D'Antonio's reporting skills are put to good use. He conducts extensive interviews with elderly men who were once confined in such places and yields piercing memories of abuse - sexual, emotional and physical.
In places, the writing is somewhat wooden and the narrative reads like an extensive case study or research project. With a cast that includes such characters as Dr. Benda, who keeps jars of "pickled" brain tissue in a basement laboratory, and exploitative attendants who exact sexual favors in return for field trips, the reader might expect a more colorfully told story.
However, the lack of literary beauty is more than compensated for by the real stars of the book, the so-called State Boys themselves. They plan and execute several escapes, pine for real parents and imaginary girlfriends, and eventually make their stories public through the media and the courts.
The book closely follows Freddie Boyce, who was abandoned by his mother as an infant and eventually was committed to the Fernald School for the Feebleminded in Massachusetts.
Boyce was a State Boy rebel who was painfully aware that he didn't deserve the treatment he received at Fernald.

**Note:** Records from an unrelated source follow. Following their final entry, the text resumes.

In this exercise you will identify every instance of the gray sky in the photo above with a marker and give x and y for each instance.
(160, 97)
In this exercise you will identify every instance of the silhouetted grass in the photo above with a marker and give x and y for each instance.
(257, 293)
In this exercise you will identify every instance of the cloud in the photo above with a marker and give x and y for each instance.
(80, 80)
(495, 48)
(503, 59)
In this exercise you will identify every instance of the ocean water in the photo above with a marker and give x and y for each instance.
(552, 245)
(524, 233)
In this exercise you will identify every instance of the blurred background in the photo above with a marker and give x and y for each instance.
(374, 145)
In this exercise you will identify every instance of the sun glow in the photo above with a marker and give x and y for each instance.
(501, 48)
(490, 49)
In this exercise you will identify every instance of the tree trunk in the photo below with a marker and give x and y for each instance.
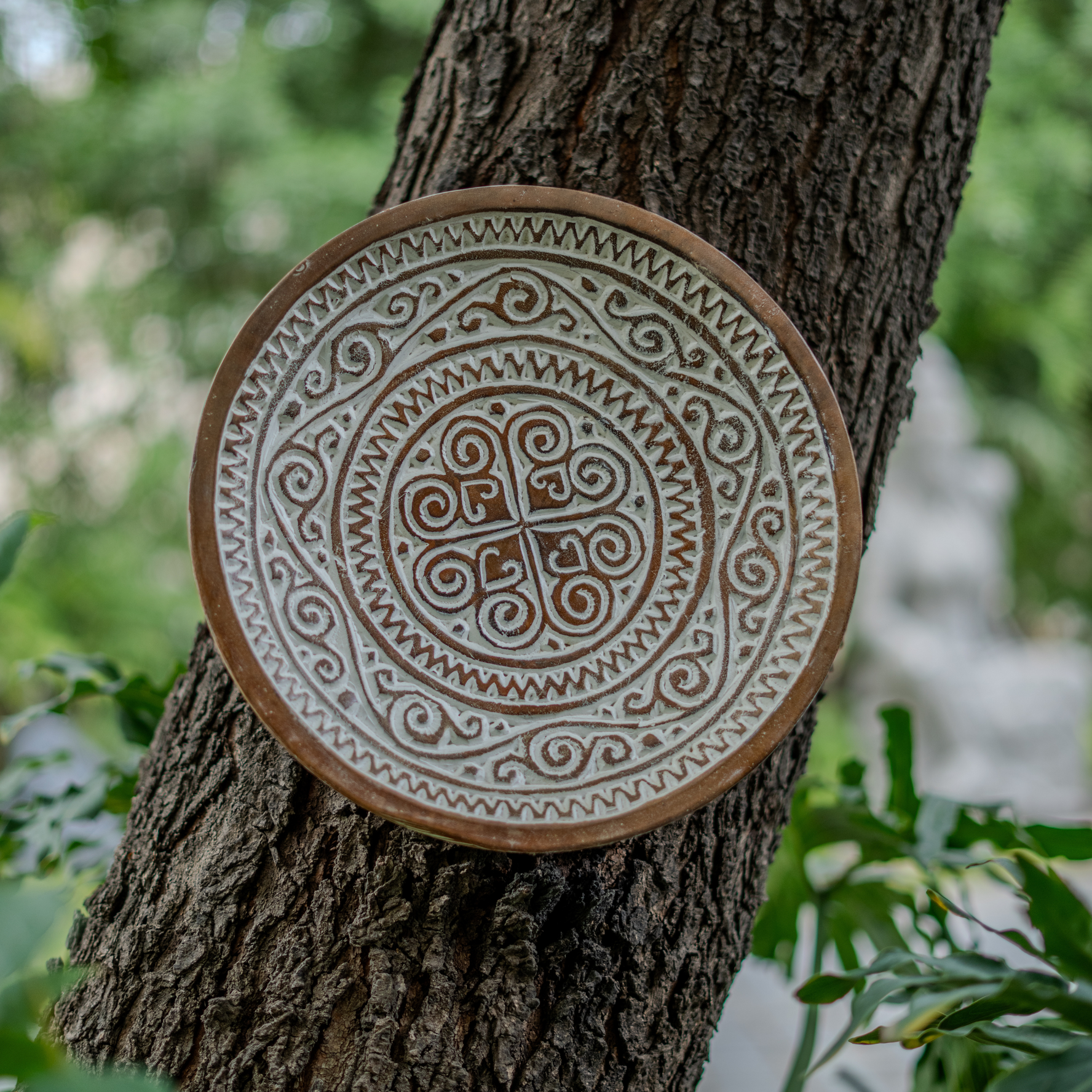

D'Antonio writes: "Fred paused for a moment to get the words just right. Then he stared at the doctor and spoke very slowly. 'If you had a kid, and even if that kid was retarded, for real, would you put him in this place?"'
Later, despite the substandard state school education that left him unable to read and write, Boyce married, operated his own carnival stand, survived cancer and became an optimistic public voice on behalf of so many wrongly institutionalized individuals.
A high school student who heard Boyce speak observed that "He wasn't bitter, even though everybody wronged him ... that blew my mind."
The book is not, as its title might suggest, a dramatic telling of one orgiastic uprising and its aftermath, though there is a major revolt that seems to cause change at Fernald. It's more about the real, more poignant rebellion that was the daily one.